Highland pilots breakfast program
Glenwood Springs, Colorado CO
RIFLE, Colorado – Highland Elementary students start their day off with the most important meal of the day – breakfast.
Research indicates that children who eat a complete breakfast make fewer mistakes and work faster in math tests than those who eat a partial breakfast. They tend to show improved cognitive function, attention and memory.
According to a study conducted in the Boston Public School system, students in schools that provide breakfast in the classroom show decreases in tardiness and suspensions as well as improved student behavior and attentiveness.
Highland students say the research is right.
“They say that breakfast is the most important meal of the day,” said fourth-grader Alexus Palmer. “It helps our brains focus.”
The program, funded through the Federal School Breakfast Program, began in January and allows students to eat breakfast in the classroom first thing in the morning.
Breakfast is available at no cost to all Highland Elementary students regardless of their family’s income. The breakfast in the classroom program is being piloted only at Highland Elementary.
Though all of the Garfield Re-2 schools serve breakfast students who qualify, the breakfast in the classroom program has tripled participation from around 80 kids to about 330 students a day, said Highland’s kitchen manager, Lisa Reichert.

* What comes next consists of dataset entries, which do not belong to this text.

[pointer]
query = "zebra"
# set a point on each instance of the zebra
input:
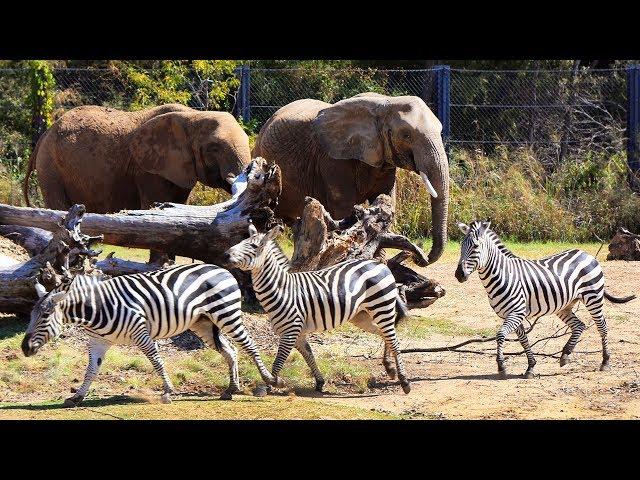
(363, 292)
(137, 309)
(520, 289)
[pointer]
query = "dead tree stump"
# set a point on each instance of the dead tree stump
(320, 241)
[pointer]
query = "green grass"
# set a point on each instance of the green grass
(196, 407)
(417, 327)
(530, 250)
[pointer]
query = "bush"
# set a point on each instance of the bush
(524, 202)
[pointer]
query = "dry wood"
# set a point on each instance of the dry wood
(320, 241)
(202, 233)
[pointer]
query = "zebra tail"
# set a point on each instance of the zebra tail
(216, 337)
(401, 309)
(613, 299)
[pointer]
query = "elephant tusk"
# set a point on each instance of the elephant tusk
(425, 179)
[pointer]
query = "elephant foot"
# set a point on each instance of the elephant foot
(73, 401)
(261, 391)
(405, 384)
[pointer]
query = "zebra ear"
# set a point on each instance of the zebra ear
(40, 290)
(273, 233)
(463, 228)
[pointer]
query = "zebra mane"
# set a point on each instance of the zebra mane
(281, 257)
(495, 239)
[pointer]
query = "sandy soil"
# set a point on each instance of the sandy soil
(464, 385)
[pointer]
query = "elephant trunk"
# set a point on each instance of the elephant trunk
(433, 166)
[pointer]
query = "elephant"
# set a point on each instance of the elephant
(347, 152)
(111, 160)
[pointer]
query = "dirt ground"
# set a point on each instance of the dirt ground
(465, 385)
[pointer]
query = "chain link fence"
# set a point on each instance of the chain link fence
(555, 112)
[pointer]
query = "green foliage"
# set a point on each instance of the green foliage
(524, 202)
(206, 84)
(42, 91)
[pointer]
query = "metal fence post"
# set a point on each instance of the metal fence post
(245, 89)
(443, 93)
(633, 119)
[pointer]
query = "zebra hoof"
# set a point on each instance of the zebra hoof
(260, 391)
(72, 401)
(391, 371)
(226, 395)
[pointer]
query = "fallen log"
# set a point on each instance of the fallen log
(67, 253)
(624, 246)
(202, 233)
(320, 241)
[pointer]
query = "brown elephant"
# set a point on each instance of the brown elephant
(346, 153)
(111, 160)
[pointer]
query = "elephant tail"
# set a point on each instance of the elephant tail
(30, 167)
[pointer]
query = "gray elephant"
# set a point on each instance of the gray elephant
(348, 152)
(111, 160)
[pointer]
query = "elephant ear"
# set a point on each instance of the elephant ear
(348, 129)
(160, 146)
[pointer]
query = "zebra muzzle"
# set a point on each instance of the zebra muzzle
(460, 275)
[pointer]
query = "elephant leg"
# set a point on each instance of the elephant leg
(51, 183)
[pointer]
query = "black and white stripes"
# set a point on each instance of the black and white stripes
(138, 309)
(361, 291)
(521, 289)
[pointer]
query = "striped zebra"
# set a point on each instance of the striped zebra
(140, 308)
(521, 289)
(363, 292)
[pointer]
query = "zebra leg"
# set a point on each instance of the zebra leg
(524, 341)
(387, 363)
(577, 327)
(388, 332)
(594, 305)
(364, 321)
(150, 349)
(239, 334)
(210, 335)
(287, 342)
(302, 345)
(97, 350)
(510, 324)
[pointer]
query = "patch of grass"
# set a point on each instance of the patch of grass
(198, 408)
(422, 327)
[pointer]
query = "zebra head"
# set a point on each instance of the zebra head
(249, 254)
(46, 320)
(471, 249)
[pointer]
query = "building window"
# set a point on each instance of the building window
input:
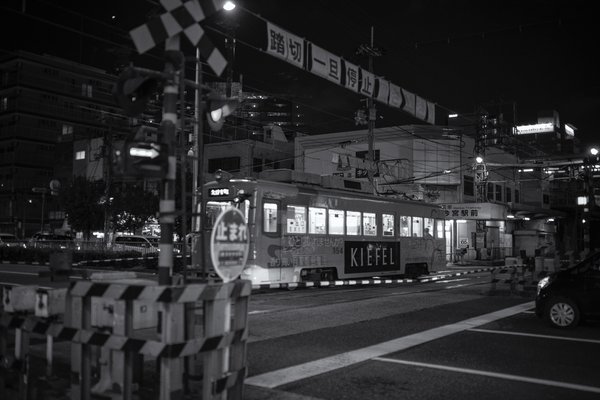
(469, 183)
(498, 193)
(316, 220)
(86, 90)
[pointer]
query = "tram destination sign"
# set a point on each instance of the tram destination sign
(371, 256)
(229, 243)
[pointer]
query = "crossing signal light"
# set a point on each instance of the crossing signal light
(141, 160)
(217, 110)
(133, 91)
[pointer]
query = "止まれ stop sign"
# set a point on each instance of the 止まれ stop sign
(229, 244)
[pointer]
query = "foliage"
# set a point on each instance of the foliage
(131, 207)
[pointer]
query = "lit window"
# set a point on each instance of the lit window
(270, 217)
(336, 222)
(316, 220)
(296, 219)
(417, 227)
(387, 223)
(67, 129)
(353, 223)
(369, 224)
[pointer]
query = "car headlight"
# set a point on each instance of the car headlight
(543, 283)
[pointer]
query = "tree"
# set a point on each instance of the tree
(131, 207)
(81, 201)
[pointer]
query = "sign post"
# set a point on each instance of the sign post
(229, 243)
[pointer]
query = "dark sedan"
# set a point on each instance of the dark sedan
(565, 297)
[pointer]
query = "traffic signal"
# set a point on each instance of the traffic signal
(217, 110)
(133, 90)
(142, 159)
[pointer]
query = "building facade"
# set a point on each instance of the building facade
(45, 104)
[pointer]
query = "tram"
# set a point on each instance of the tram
(305, 227)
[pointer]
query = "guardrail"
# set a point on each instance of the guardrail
(99, 320)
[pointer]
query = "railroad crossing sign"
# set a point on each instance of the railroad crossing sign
(229, 243)
(181, 16)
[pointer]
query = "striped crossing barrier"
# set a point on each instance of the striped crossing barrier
(175, 343)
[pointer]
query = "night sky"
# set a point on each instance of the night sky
(537, 55)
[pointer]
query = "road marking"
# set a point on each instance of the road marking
(535, 335)
(294, 373)
(563, 385)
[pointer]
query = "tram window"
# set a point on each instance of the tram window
(336, 222)
(387, 223)
(417, 227)
(405, 226)
(439, 228)
(428, 227)
(296, 219)
(270, 217)
(213, 210)
(369, 224)
(316, 220)
(353, 223)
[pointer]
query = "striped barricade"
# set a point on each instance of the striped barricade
(176, 341)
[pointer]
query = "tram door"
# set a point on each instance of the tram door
(271, 239)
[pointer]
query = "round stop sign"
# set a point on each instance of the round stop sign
(229, 243)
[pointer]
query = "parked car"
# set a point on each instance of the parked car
(9, 240)
(565, 297)
(50, 240)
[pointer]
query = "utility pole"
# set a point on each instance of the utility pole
(371, 52)
(167, 134)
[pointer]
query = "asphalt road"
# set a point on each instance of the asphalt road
(453, 338)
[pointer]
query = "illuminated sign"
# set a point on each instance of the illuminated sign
(535, 128)
(218, 192)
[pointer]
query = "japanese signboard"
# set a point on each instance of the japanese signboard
(285, 45)
(325, 64)
(229, 243)
(486, 211)
(312, 58)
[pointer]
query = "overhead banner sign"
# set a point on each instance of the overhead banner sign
(312, 58)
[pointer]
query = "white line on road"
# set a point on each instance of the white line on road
(294, 373)
(535, 335)
(564, 385)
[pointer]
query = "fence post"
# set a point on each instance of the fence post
(171, 369)
(78, 316)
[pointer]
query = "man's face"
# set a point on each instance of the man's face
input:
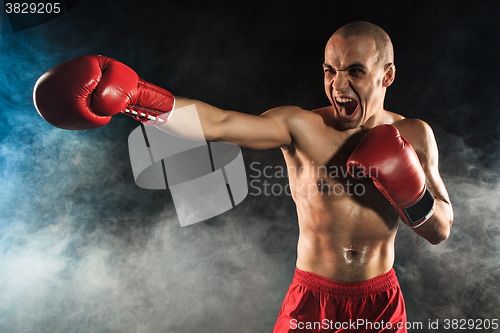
(354, 81)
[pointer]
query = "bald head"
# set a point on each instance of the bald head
(383, 44)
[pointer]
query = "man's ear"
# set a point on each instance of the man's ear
(389, 74)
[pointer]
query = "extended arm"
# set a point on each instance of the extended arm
(271, 129)
(84, 93)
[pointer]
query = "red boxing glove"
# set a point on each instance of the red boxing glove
(386, 157)
(84, 93)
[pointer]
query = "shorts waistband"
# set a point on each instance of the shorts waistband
(322, 284)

Nutrition services coordinator Lori VanSlyke spent several months researching the program and putting the support structures in place to help it be successful.
The students and teachers give the program two thumbs up.
“It helps our brains get ready for work,” said fourth grader Kate Cardenas Lepe.
“It’s hard to make sure that you eat a good breakfast in the morning,” added Palmer. “We are lucky because we get delicious food for breakfast in class.”
Teachers say that they have seen a reduction in the number of early morning headaches, stomach-aches, and general tiredness.
Highland Principal Alan Dillon said that he is looking forward to evaluating the reading data in the coming weeks to see if the breakfast in the classroom program is making a difference in the academic performance of his students. However, he does see one major advantage to the program before seeing any data.
“Eating meals together is important in a culture and in a classroom. It makes it safe and comfortable for our students in the classroom. By offering the program to everyone in the school, it takes any stigma away from those students who really need the program and were separated from their peers before,” he said.
He praises VanSlyke and Reichert for making the program run very smoothly at Highland and supporting the students.
“I love it,” added Dillon. “I think it is good for kids and it is good for our building at no cost to the district.”